I haven't touched any of the autoconfigure scripts, config.h needs the following settings:
#define C_TARGETCPU POWERPC
#define C_DYNREC 1
#define WORDS_BIGENDIAN
The compiler needs to support gcc inline assembly (checked via defined(__GNUC__)) for dcache flushing/icache invalidation. There doesn't seem to be a portable way to achieve this, but they're not supervisor level instructions so should be fine for any userspace program to use.
Some comments on the changes:
- I had to name the FPU_Rec struct so it could be forward-declared in risc_ppc.h (having a dedicated register pointed to it helps FPU heavy code).

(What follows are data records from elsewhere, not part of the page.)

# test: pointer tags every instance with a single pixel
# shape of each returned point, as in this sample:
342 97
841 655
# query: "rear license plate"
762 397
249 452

- Removed some unneeded WORDS_BIGENDIAN guards in the self-modifying code detection, they weren't needed as the additions aren't meant to overflow between bytes.
- Made dyn_run_code() get called before dyn_return(BR_Link1/BR_Link2) and shuffled their locations a bit. The reason for this is that the PPC dynrec generates its epilog once in gen_run_code() and then puts a jump to it whenever gen_return_function() is called, rather than emitting a full epilog every time. If dyn_return() was called before dyn_run_code() the address of the epilog is unknown.
- Added missing cache_block_before_close()/cache_block_closing() calls for those blocks, since they were missing.
- The dynrec decoder wasn't differentiating between little-endian (host) memory access and regular memory access. I added new functions where necessary (hopefully caught them all) and aliased them to the regular functions when WORDS_BIGENDIAN is not defined.
- dyn_ret_near() was bugged, it tried to write a dword to ®_ip which overran on big-endian.